Alejandro Zambra’s most recent novel, Chilean Poet, follows budding poet Gonzalo through his adolescence, followed by a fortuitous meeting with his first love Carla, and the family they start together with her six-year-old son Vincente.

It’s a story about poetry and poets in Chile, where it is los sueños de los niños – a child’s dream – to become a poet. It’s also a commentary on family. Gonzalo delves into the Spanish for stepfather – padastro – and is upset by the negative connotations the -astro suffix carries. Though language fails us sometimes, Gonzalo develops a relationship with Vincente that is unrestricted by dictionary definitions.

Chilean Poet is realistic and experimental: Gonzalo and Carla separate, his relationship with Vincente fades. After the separation, the narrative follows Vincente through his teenage years, combating similar issues his father had dealt with. One of his lovers becomes the protagonist, before being abandoned by the narrator upon boarding her flight home. The storytelling is erratic, despite its traditional bildungsroman form. It correlates well with lived experience; years flash by in seconds, people come and go, dreams and expectations are rarely satisfied in full.

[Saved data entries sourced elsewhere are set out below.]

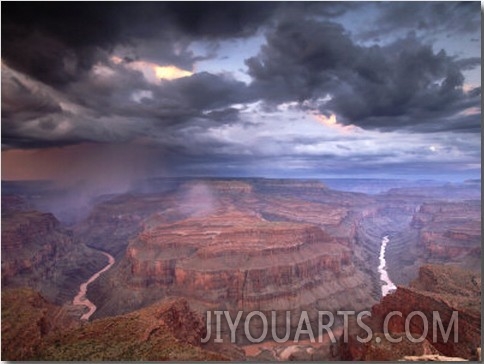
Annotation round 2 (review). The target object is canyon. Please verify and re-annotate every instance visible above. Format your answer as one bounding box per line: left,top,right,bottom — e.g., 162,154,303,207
1,195,108,304
82,179,382,345
1,178,480,361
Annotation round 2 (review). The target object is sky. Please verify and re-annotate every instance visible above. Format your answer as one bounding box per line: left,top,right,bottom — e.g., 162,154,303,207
1,2,481,188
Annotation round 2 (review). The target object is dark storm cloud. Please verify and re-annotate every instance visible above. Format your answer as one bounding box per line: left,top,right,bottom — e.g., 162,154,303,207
159,2,277,38
1,2,280,86
246,20,355,102
1,2,264,150
66,66,251,123
247,22,481,132
202,108,241,125
1,0,481,177
467,86,481,98
1,2,360,85
2,2,119,86
455,57,482,71
2,50,253,150
358,2,481,41
2,69,62,121
1,28,106,86
167,72,251,110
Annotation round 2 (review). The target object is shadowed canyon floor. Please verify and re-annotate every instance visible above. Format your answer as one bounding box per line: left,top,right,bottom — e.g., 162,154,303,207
1,178,481,360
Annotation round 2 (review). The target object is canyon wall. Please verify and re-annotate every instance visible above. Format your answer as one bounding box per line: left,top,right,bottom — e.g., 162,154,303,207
338,264,481,361
381,196,481,286
1,197,107,304
84,179,381,343
80,179,481,347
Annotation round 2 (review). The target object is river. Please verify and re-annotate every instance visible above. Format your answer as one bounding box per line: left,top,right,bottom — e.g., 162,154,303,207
72,251,115,320
378,235,397,297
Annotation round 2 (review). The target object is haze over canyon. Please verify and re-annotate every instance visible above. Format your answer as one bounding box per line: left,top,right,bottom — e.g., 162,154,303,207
1,1,481,362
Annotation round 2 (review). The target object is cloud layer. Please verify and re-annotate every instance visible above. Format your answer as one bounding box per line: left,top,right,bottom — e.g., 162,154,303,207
1,2,481,180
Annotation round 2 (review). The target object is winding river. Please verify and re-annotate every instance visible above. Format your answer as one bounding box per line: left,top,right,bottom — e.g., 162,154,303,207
72,251,115,320
378,235,397,297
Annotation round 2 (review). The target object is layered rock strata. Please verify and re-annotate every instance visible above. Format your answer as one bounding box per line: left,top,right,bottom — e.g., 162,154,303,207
85,180,380,344
75,179,480,347
338,265,481,361
1,200,107,304
382,199,481,285
411,201,481,266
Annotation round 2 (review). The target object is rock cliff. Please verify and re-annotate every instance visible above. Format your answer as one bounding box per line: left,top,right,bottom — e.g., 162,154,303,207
1,288,237,361
381,199,481,286
1,198,107,304
411,201,480,266
1,288,79,360
84,179,380,344
338,264,481,361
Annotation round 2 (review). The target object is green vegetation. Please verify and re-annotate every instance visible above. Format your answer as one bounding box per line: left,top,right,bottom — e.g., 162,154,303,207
2,288,228,361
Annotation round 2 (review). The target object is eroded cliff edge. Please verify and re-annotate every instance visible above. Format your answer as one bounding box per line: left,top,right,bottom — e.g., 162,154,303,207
1,288,237,361
338,264,481,361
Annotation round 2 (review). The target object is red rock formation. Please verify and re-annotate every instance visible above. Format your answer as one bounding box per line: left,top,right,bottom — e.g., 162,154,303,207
84,180,379,344
338,264,481,361
1,204,108,304
1,288,79,360
411,201,480,263
126,210,355,310
1,288,239,361
2,210,69,282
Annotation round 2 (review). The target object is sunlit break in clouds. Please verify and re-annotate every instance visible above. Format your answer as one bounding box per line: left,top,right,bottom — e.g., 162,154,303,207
155,66,193,80
315,114,338,127
111,56,194,83
1,1,481,183
311,113,356,134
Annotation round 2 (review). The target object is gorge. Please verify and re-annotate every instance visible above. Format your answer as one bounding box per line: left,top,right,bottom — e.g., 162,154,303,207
72,251,115,320
378,236,397,297
2,2,481,361
1,178,481,361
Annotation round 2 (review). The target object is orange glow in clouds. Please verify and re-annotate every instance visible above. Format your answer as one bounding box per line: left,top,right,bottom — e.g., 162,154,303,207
311,113,355,133
155,65,193,80
110,56,193,83
314,113,337,126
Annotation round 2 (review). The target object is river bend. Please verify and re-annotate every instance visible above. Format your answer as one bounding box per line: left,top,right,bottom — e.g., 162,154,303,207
73,251,115,320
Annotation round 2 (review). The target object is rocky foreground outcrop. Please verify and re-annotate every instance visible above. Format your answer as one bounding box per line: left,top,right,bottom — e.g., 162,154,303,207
1,288,79,360
338,264,481,361
1,288,237,361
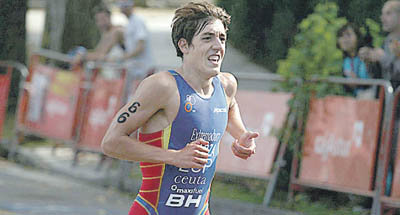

Zambra has crafted a glorious story, full of literary references and astute observations on family and growing up. Notice the missing article in the title; the story is about the idea of being a Chilean Poet; Gonzalo and Vincente just happen to instantiate the idea for a while.


Chilean Poet by Alejandro Zambra, translated by Megan McDowell. Granta Books, Febrauary 2023.

Reviewer bio: Colm McKenna is a second-hand bookseller based in Paris. He has published and self-published an array of short stories and articles, hoping to eventually release a collection of stories. He is mainly interested in the works of John Cowper Powys, Claude Houghton and a range of Latin American writers.